The third resource is kind of the machines themselves. We talked about planning the resources around it, but the other one— You've got the people. You've got the VMs themselves, and then you've also got to worry part of it about the network area, who you're actually working with on this, and how to reserve that information on the machines. Virtualization is here to stay. It's not going to change, and actually being able to reserve that— we mentioned just now about SQL going to 100% CPU and 100% memory. Does the monitoring machine need to be that way? Mm, that's kind of up— this takes a step back. Is monitoring a Tier 1 app?
For me, it's a Tier 1 app because business wants us to go fast.
The number one request from the business right now for IT is "go fast." I know you guys hear that all the time. We need you to move faster. We need you to move faster. It's the old thing of why do cars have brakes? So you don't go fast, right? So you need to measure quality to make sure that as you're accelerating, your changes in IT that your quality still remains measurable. To me, being able to have metrics, be able to assure quality, that the services are working and fix them, especially if I'm in an environment that is with a lot of change— I need to quickly identify issues and maybe troubleshoot novel situations. For me, it feels like it's a Tier 1 application.

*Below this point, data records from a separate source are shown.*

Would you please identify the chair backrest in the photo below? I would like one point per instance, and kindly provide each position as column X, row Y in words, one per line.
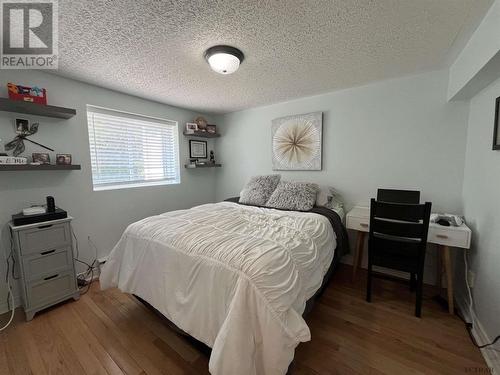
column 398, row 196
column 398, row 230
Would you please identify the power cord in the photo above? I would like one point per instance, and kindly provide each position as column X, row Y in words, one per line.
column 84, row 283
column 10, row 295
column 469, row 325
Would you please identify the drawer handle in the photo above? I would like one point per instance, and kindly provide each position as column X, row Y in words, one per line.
column 48, row 252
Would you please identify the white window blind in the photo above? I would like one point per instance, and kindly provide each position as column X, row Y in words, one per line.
column 129, row 150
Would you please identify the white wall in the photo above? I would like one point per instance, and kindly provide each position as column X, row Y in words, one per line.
column 479, row 62
column 102, row 215
column 482, row 207
column 399, row 133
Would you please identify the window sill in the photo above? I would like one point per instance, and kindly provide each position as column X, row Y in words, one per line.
column 136, row 185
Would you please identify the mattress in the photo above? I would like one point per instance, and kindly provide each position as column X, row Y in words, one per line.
column 234, row 277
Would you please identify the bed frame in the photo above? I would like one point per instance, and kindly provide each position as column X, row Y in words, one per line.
column 309, row 304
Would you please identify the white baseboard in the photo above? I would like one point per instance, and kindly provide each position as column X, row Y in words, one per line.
column 491, row 355
column 4, row 307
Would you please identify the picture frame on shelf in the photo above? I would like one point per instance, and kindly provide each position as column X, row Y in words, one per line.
column 197, row 149
column 22, row 126
column 212, row 129
column 191, row 127
column 63, row 159
column 41, row 158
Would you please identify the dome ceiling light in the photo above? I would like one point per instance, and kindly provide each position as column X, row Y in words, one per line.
column 224, row 59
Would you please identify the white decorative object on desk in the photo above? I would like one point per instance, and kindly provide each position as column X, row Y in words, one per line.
column 358, row 219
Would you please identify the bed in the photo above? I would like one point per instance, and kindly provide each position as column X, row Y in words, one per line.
column 237, row 278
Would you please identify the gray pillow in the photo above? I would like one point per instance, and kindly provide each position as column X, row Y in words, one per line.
column 258, row 190
column 299, row 196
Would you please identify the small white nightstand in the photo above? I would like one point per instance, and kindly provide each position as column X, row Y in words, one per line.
column 358, row 219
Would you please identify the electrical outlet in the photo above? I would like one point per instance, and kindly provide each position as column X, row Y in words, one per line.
column 471, row 278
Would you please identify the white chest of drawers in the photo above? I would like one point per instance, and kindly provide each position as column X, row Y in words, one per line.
column 44, row 253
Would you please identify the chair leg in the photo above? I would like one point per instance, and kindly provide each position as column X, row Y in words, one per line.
column 369, row 283
column 418, row 305
column 413, row 282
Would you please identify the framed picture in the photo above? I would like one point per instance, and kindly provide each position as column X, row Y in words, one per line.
column 63, row 159
column 42, row 158
column 197, row 149
column 191, row 127
column 212, row 129
column 22, row 126
column 496, row 133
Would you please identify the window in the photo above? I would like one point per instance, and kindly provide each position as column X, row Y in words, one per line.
column 129, row 150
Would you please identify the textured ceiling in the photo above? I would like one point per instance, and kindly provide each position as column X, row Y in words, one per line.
column 293, row 48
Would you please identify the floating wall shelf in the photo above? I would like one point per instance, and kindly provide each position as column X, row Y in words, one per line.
column 42, row 167
column 202, row 134
column 29, row 108
column 209, row 165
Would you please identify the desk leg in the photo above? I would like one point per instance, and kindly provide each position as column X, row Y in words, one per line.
column 358, row 254
column 439, row 269
column 449, row 278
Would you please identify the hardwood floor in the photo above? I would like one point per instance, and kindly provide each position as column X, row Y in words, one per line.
column 108, row 332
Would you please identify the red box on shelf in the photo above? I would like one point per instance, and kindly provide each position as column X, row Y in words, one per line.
column 27, row 94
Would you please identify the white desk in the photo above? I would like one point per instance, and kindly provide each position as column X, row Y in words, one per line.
column 358, row 219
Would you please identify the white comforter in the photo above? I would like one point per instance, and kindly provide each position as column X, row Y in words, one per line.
column 234, row 277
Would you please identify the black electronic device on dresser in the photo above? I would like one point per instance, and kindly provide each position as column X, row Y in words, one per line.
column 50, row 212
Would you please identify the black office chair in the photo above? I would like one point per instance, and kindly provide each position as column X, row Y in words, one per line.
column 397, row 240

Yeah, and I'm with you, but I came from a network monitoring background. For me, that was part of my job. That was the number one thing. But when I compare that with something like Exchange or business intelligence or things like that, is it as high priority? Personally, yes.
Yeah, but I mean if your Point of Sales systems go down— It's that thing of co-equal top priorities. So, no, is it an ops? Is it a Tier 1 application in the sense of my business is going to stop if my monitoring's not working? No, but if my business stops working because of a systems issue, monitoring is the way that I'm going to get it back online.

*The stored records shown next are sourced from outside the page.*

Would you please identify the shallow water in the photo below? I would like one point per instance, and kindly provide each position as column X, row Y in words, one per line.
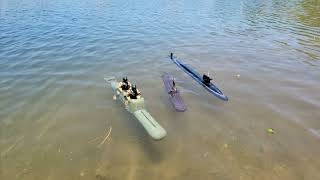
column 55, row 107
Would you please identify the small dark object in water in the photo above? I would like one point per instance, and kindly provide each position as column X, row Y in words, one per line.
column 206, row 79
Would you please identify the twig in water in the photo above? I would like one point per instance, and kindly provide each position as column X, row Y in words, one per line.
column 92, row 140
column 104, row 140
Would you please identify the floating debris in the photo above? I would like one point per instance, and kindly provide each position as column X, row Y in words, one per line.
column 270, row 131
column 104, row 140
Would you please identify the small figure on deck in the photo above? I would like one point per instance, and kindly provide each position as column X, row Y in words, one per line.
column 125, row 84
column 173, row 88
column 134, row 92
column 206, row 79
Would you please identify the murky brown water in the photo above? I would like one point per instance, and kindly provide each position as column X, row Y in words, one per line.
column 55, row 107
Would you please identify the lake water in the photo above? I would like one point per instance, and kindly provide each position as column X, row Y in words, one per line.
column 55, row 107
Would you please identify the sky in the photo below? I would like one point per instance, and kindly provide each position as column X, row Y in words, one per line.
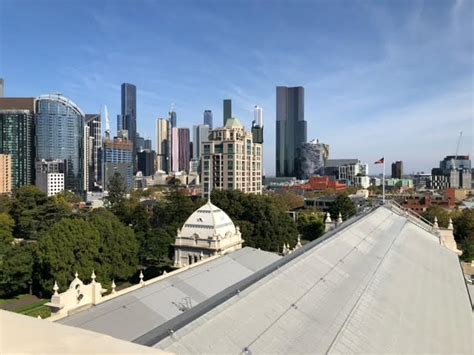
column 381, row 78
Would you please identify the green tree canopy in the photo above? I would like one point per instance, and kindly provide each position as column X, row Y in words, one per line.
column 118, row 246
column 310, row 226
column 70, row 245
column 344, row 205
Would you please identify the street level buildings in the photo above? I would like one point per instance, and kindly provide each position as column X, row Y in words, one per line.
column 17, row 137
column 59, row 136
column 290, row 128
column 231, row 160
column 5, row 173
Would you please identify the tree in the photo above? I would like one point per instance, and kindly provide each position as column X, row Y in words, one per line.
column 118, row 246
column 344, row 205
column 438, row 212
column 263, row 220
column 70, row 245
column 117, row 189
column 464, row 233
column 310, row 226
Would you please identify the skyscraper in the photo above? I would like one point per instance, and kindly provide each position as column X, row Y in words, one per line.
column 227, row 110
column 183, row 139
column 257, row 125
column 208, row 118
column 162, row 145
column 59, row 135
column 290, row 128
column 17, row 137
column 129, row 115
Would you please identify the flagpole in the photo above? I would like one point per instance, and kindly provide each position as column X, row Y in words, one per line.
column 383, row 182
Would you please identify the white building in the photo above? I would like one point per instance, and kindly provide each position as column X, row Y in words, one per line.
column 207, row 232
column 50, row 176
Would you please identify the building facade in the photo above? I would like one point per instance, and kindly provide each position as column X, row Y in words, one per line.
column 184, row 153
column 118, row 158
column 290, row 128
column 208, row 118
column 397, row 170
column 311, row 159
column 209, row 231
column 6, row 176
column 231, row 160
column 129, row 115
column 17, row 138
column 50, row 176
column 60, row 136
column 162, row 133
column 227, row 110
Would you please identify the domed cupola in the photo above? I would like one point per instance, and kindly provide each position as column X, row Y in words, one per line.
column 207, row 232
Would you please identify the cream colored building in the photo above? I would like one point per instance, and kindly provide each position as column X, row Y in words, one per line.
column 209, row 231
column 5, row 173
column 231, row 160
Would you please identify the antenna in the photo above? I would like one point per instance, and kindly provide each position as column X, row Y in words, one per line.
column 107, row 122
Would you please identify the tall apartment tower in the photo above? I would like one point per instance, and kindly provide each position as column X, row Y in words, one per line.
column 17, row 137
column 129, row 116
column 290, row 128
column 208, row 118
column 162, row 145
column 397, row 170
column 183, row 142
column 227, row 110
column 5, row 173
column 231, row 160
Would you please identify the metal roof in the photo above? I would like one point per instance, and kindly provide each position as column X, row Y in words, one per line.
column 131, row 315
column 383, row 284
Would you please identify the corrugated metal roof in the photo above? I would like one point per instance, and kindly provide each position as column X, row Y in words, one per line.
column 134, row 314
column 381, row 285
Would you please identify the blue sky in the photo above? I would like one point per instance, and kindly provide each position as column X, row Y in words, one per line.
column 392, row 78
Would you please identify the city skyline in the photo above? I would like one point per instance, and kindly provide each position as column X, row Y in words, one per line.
column 404, row 68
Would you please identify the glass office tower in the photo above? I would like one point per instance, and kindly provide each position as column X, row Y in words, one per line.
column 290, row 128
column 59, row 135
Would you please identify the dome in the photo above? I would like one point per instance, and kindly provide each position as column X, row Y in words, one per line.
column 208, row 221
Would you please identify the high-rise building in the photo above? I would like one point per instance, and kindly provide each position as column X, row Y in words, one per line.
column 148, row 144
column 59, row 136
column 200, row 134
column 146, row 162
column 118, row 158
column 174, row 158
column 5, row 173
column 50, row 176
column 183, row 139
column 208, row 118
column 129, row 115
column 162, row 144
column 311, row 159
column 92, row 147
column 257, row 125
column 290, row 128
column 17, row 137
column 397, row 170
column 231, row 160
column 227, row 110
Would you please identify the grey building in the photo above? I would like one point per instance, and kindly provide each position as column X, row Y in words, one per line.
column 129, row 115
column 59, row 135
column 208, row 118
column 227, row 110
column 17, row 137
column 311, row 159
column 290, row 128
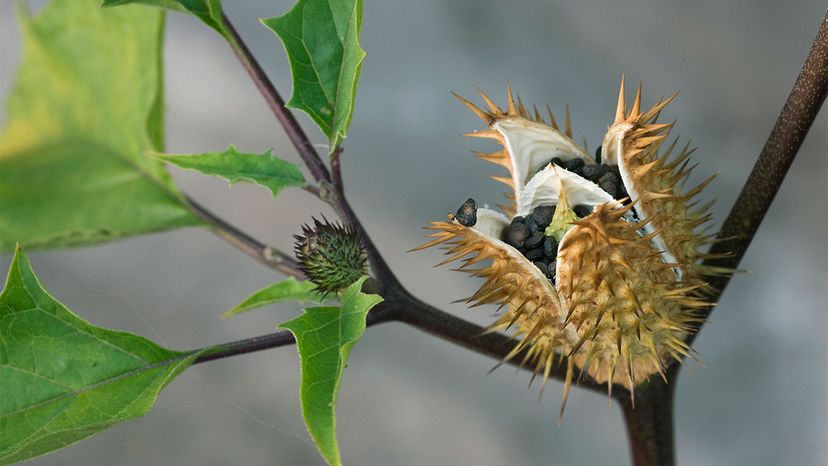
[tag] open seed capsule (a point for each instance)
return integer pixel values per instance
(627, 279)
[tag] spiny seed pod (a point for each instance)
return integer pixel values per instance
(330, 255)
(614, 286)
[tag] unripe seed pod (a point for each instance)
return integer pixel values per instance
(330, 255)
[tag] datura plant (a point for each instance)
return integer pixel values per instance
(599, 263)
(596, 260)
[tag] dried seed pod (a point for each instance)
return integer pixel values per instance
(626, 278)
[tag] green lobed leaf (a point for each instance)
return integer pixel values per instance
(263, 169)
(64, 379)
(286, 290)
(87, 103)
(324, 338)
(321, 39)
(208, 11)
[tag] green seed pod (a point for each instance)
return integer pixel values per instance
(330, 255)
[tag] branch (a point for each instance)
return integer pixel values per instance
(765, 179)
(273, 340)
(263, 253)
(475, 338)
(649, 423)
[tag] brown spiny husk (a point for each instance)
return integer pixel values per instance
(628, 280)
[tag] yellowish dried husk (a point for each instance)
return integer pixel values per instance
(626, 289)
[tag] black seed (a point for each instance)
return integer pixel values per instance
(582, 210)
(516, 232)
(551, 269)
(467, 213)
(574, 165)
(542, 267)
(534, 241)
(557, 161)
(550, 247)
(534, 254)
(531, 225)
(543, 215)
(594, 172)
(609, 183)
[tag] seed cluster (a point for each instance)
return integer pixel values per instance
(526, 233)
(607, 177)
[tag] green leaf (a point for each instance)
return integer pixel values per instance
(86, 105)
(63, 379)
(263, 169)
(286, 290)
(208, 11)
(321, 38)
(324, 337)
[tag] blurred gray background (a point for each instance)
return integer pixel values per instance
(759, 398)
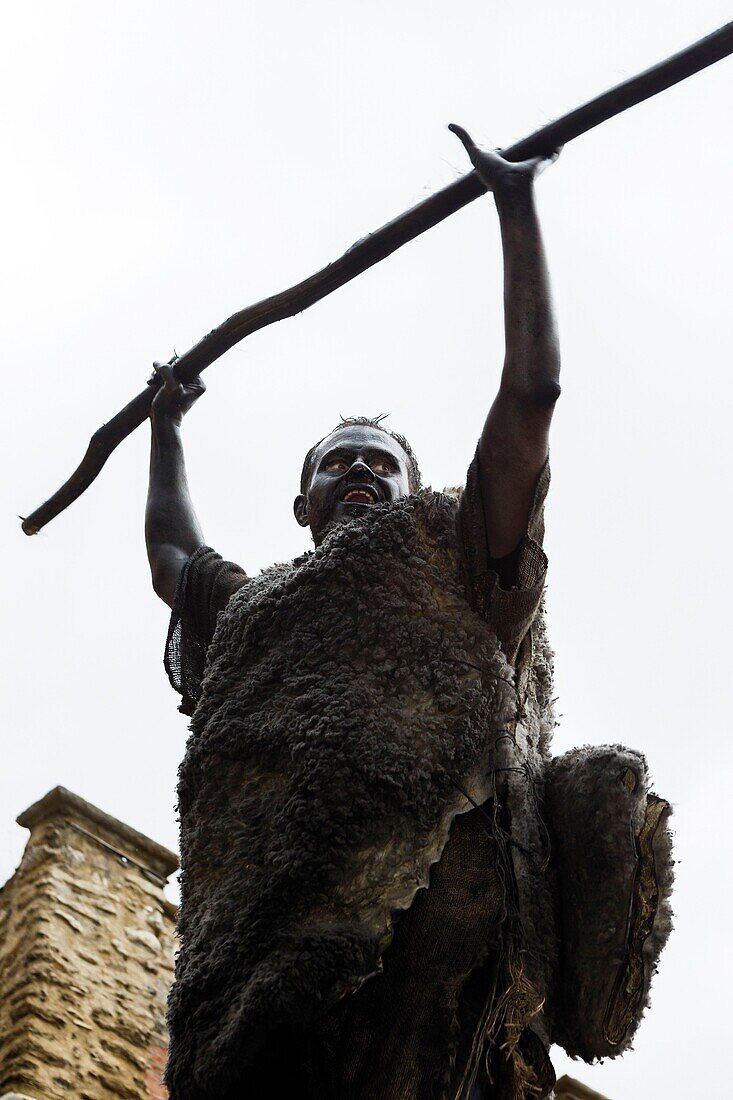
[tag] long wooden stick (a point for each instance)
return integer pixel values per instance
(378, 245)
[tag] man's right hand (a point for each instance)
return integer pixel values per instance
(174, 398)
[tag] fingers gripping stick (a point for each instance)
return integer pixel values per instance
(537, 149)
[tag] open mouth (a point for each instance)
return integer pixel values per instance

Mmhmm, yeah. It's the chicken-egg situation. [Laughs] But it is very valid with this. For me, in my environment, and I have a way overloaded virtualized environment, I still reserve 50% CPU and 50% memory. We'll get into that when we talk about how to optimize your individual builds.
One of the things that I would recommend is there's some recommendations that right off the top of your head that I think are really helpful.
Yeah, so, the CPU and memory are cheap nowadays, and I'm talking about now versus five years ago versus ten years ago, when you had to buy an 8-proc motherboard. It was eight sockets. This was expensive. It was intensively expensive. Memory was also very, very high. Nowadays, that's really not the case. Realistically, in 90% of the situations, disk I/O is going to be your bottleneck. So, how quickly you can get information to and off the disk, and the number of people using RAID 5 for everything. I understand some industries— it just bogs down. We had a whole discussion last year about why you want to use certain RAIDs for certain storage solutions.
Yeah, that was really interesting. Of course, now you throw Flash into the mix and it gets really interesting. We're going to talk about drive configuration in a second. So there's a lot of things that you can actually do to take advantage of maybe RAID 5 for some data.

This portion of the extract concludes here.